Back to the film, though. The Insider is about the attempts by Big Tobacco to cover up just how addictive cigarettes are, thanks to chemical alterations the companies make in the nicotine itself. Jeffrey Wigand (played by Russell Crowe) was a corporate officer in charge of research who is fired after confronting his bosses over their misrepresentations to the public. He is asked by a producer for the TV show 60 Minutes (played by Al Pacino) to be a part of a story on a different topic, but Pacino's Lowell Bergman quickly figures out that Wigand has an even bigger story to tell. The rest of the film is about the attempts to get Wigand's story on air, despite attempts by the tobacco companies and even the corporate structure of CBS to stop it.
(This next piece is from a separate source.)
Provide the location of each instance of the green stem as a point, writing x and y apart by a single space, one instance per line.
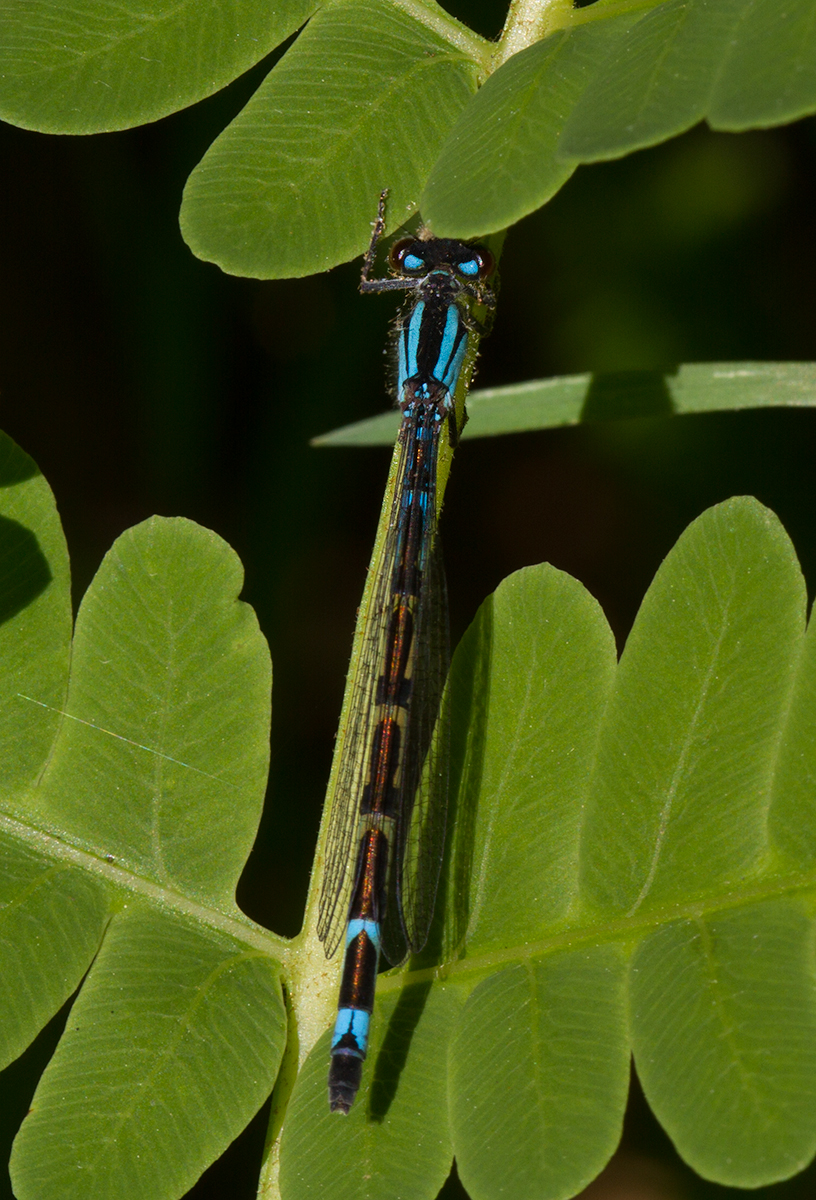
528 22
The acting is all first-rate in this film, and I would call particular attention to Christopher Plummer, who does an astounding job of portraying Mike Wallace with all of this talent and vanity. Crowe and Pacino work exceptionally well together; it's a battle of intensity whenever the two of them appear on screen. I think Crowe may win most of the time, but Pacino certainly is still in the game. At least in this film, he's not doing his usual bombastic Scent of a Woman style of acting.

The film is a bit long, clocking in at almost three hours. There are moments I could see being cut without hurting the trajectory of the plot, such as the whole business at the beginning of the film with Bergman trying to get Wallace an interview with a leader of Hezbollah. I know it's meant to give us a sense of the kind of person that Bergman is, but the rest of the film ably demonstrates that. Still, this is a suspenseful movie, and it takes viewers through one of the more interesting (from my perspective as a former reporter, at least) cases of the clash between journalistic ethics and corporate mentality.